Its core value proposition is treating prompts as code: versioned, reviewed, tested, and deployed through the same processes as your other software. This matters most when building AI features as part of team-developed applications rather than standalone AI products.

The platform operates on a free tier for experimentation (with rate limits) and paid tier for production (with usage-based pricing). Organizations can also bring their own API keys to use existing vendor relationships while leveraging GitHub's development tools.

Choose GitHub Models when you need systematic model comparison, team collaboration on prompts, or integration with GitHub-based development workflows. Skip it when you need model training, have no GitHub presence, or need capabilities outside the provided model catalog.

As AI development matures, tools like GitHub Models that reduce friction between prototyping and production, enable systematic evaluation, and treat AI artifacts as first-class components of your codebase become increasingly valuable. The specific features will evolve, but the underlying approach - embedding AI development into existing software workflows - represents where the ecosystem is heading.

Where to Go From Here

If GitHub Models sounds useful for your context, start with the model playground. Pick a model, experiment with prompts, and compare responses across different models. This hands-on exploration builds intuition faster than reading documentation.

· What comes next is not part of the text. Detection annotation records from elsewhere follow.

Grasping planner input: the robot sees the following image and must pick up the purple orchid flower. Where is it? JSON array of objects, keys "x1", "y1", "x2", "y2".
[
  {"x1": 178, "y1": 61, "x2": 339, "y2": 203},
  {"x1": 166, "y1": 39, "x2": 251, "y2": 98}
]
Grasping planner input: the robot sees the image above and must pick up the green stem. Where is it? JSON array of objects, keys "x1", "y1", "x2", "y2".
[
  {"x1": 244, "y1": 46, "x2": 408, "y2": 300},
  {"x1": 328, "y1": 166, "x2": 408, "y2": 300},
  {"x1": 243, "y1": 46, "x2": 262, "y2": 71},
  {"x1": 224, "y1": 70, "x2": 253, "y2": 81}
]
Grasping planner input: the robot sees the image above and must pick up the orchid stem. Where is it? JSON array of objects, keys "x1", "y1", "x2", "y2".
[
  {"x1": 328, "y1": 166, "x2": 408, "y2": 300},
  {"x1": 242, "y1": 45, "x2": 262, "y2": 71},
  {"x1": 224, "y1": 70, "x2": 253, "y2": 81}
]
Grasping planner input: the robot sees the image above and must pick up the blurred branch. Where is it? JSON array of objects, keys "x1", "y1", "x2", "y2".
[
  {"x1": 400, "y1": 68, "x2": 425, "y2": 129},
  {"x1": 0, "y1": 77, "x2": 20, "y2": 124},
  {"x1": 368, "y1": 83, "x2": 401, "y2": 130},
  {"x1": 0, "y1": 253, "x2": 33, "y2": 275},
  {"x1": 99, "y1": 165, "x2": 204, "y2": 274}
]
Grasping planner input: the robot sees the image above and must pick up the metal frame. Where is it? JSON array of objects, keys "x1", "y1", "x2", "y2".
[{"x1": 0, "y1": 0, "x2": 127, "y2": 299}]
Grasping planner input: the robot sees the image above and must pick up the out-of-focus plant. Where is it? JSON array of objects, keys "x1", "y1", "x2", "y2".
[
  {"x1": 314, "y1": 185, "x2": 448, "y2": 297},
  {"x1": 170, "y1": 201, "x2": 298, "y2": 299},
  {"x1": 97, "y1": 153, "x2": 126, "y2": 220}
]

When ready to integrate with your actual development workflow, create a test repository and try storing a prompt file. Use the Comparisons view to evaluate different approaches against your real use case data. This reveals whether the tools solve your actual problems.

For production deployment, review the billing documentation to understand costs, examine rate limits for your subscription tier, and consider whether BYOK makes sense for your organization's vendor relationships.

The GitHub Models REST API reference provides full technical details when you're ready to implement. The GitHub community discussions offer a space to see how others are using the platform and ask questions.

Most importantly, GitHub Models is a tool for a specific context: developing AI features as part of broader applications using GitHub workflows. It won't fit every situation, but when it does, it removes significant friction from the AI development process.